Lopez later took to Twitter to suggest (in tweet-speak) that “2 legalize marriage btween 2 people of same sex would enshrine in law that moms & dads are interchangeable or irrelevant…”

National Organization for Marriage spokesperson Jennifer Roback Morse

Addressing the sparsely attended conservative March for Marriage, Roback Morse warned that the children of gay couples will “resent their parents” for putting their “selfish adult needs” first (emphasis mine):

Eventually, young people are going to see that redefining marriage sets aside the interests of children for the convenience of adults. Now in the unhappy event that the Court should redefine marriage, which we pray that they will not — we pray that they will allow us to continue this nationwide conversation and discussion that we desperately need to have. But if they do redefine marriage, 40 years from the young people of that generation will have one simply question for our generation, “What were you thinking?”

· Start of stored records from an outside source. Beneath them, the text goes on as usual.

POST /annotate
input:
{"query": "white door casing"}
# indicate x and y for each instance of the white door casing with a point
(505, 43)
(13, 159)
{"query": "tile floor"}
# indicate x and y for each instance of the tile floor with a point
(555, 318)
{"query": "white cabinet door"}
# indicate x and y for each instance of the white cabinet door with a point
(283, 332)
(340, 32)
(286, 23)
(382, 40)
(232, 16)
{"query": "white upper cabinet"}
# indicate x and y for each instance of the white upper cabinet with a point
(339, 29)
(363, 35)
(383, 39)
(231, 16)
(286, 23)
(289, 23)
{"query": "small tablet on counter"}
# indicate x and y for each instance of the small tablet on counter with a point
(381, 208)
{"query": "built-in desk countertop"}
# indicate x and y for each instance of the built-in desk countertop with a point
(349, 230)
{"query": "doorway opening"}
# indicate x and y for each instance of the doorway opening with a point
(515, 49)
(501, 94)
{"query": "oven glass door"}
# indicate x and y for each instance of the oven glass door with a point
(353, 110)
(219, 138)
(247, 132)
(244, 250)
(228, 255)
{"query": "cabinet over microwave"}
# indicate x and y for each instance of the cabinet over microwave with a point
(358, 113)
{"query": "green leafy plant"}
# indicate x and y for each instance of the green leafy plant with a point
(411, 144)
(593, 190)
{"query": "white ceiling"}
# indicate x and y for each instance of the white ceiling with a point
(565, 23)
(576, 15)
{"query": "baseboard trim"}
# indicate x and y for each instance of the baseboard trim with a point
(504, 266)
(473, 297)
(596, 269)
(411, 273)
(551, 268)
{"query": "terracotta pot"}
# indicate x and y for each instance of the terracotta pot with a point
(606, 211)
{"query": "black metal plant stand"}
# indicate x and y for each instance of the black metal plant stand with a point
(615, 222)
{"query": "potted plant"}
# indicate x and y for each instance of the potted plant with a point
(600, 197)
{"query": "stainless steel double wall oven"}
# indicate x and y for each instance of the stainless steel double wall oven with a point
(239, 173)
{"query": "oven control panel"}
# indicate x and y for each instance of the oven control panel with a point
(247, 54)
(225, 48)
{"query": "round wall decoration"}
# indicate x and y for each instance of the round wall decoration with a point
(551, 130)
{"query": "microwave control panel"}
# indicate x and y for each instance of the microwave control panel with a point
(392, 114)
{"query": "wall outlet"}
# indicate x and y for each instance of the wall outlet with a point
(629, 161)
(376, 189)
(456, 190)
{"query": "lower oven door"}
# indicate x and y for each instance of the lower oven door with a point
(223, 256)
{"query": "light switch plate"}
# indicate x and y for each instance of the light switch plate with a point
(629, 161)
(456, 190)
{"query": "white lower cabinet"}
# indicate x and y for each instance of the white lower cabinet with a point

They’re going to say, “Dad, you and your partner are lovely guys, I love you Dad, but did you really think I would never need a mom? What were you thinking?” “Mom, I know you love me, you and your partner are nice ladies, but the biological connection that was so important to you — did you think it would never be important to me? What were you thinking? What were you thinking?” That’s what they’re going to ask us.